Addi ma rację. Mylisz pojęcia. Wolumen to liczba akcji jaka zmieniła właściciela na danej sesji. To definicja wolumenu. Czym innym jest zachowanie wolumenu w trendach. Nie ma rozbieżności w tych definicjach co podałeś.
Cytat:W trendzie zwyżkującym wolumen powinien rosnąć w miarę wzrostu cen, zaś w miarę spadku cen jego wartość powinna spadać.
Analogicznie
w trendzie zniżkującym wolumen powinien rosnąć w miarę spadku cen, zaś w miarę wzrostu cen jego wartość powinna spadać.
Krótko mówiąc jeśli w danym ruchu wyższego rzędu wolumen rośnie, to definiuje on kierunek trendu. Ma to także pewne swoje uzasadnienie. Trend się pojawia jak na rynek wchodzą coraz nowsi gracze. Przed szczytem lub właśnie na nim obroty powinny być jedne z najwyższych. Jedni kupują, Ci co wchodzą za późno, a wytrawni już się papierów pozbywają. Potem zaczyna spadać. Im bardziej spadają tym straty tych co wzięli na górce robią się większe i w panice oddają znów tym co w ekstremum ponownie wchodzą w papier.

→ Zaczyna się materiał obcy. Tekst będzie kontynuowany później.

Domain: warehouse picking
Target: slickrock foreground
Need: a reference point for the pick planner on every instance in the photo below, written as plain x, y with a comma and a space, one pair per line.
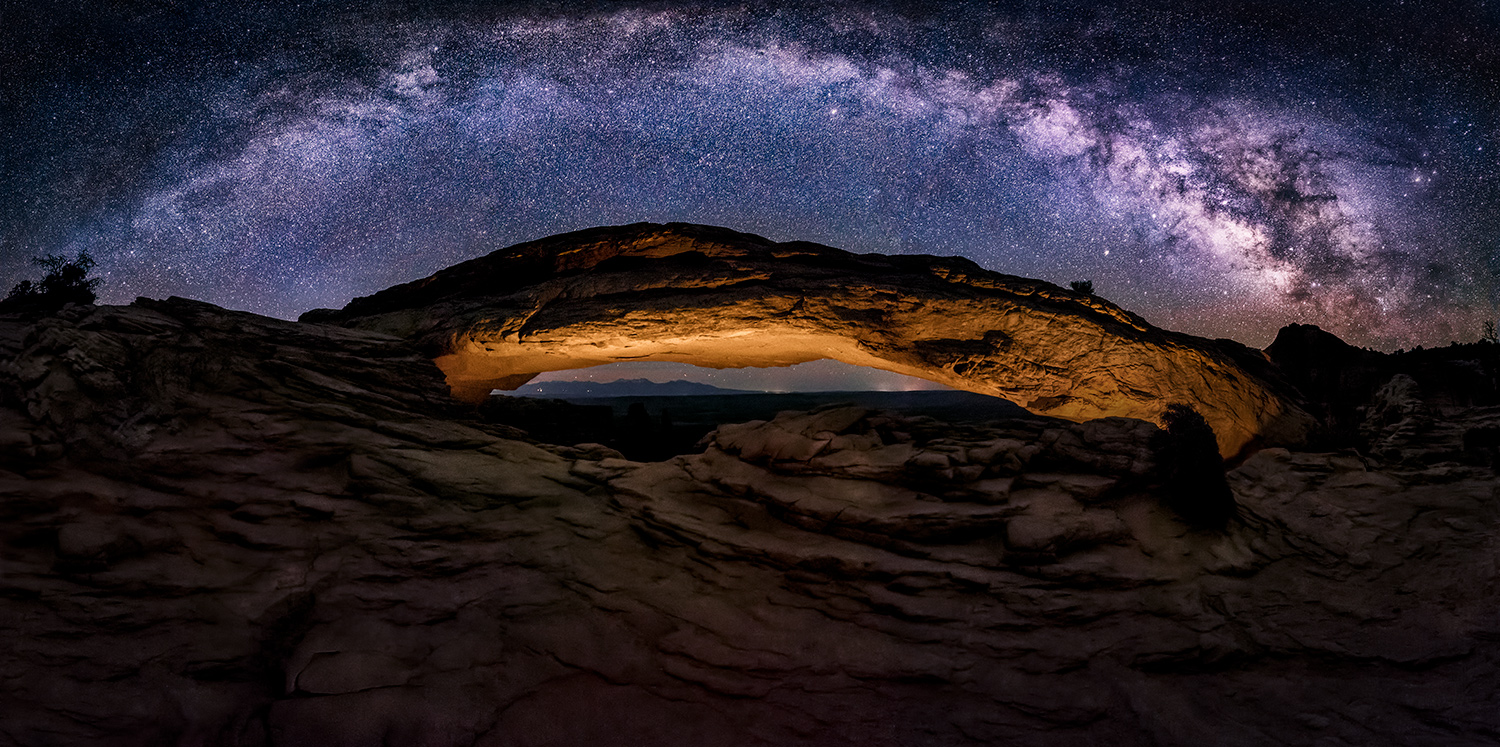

To jednak zachowanie idealne. Ono nie zawsze ma odbicie, bo dochodzą inne procesy rynkowe. Np wprowadzanie HFT, albo zmiany w prawie, podatkach itp. Tym niemniej zawsze warto uważać na sesje z bardzo dużym wolumenem przy długotrwałych trendach. Dywergencje między ceną a kursem są wtedy pewnym znakiem ostrzegawczym. Kurs rośnie, ale wolumen już nie. To znaczy, że już mało osób kupuje, co oznaczać może, że kupili wszyscy i nie będzie komu sprzedać drożej.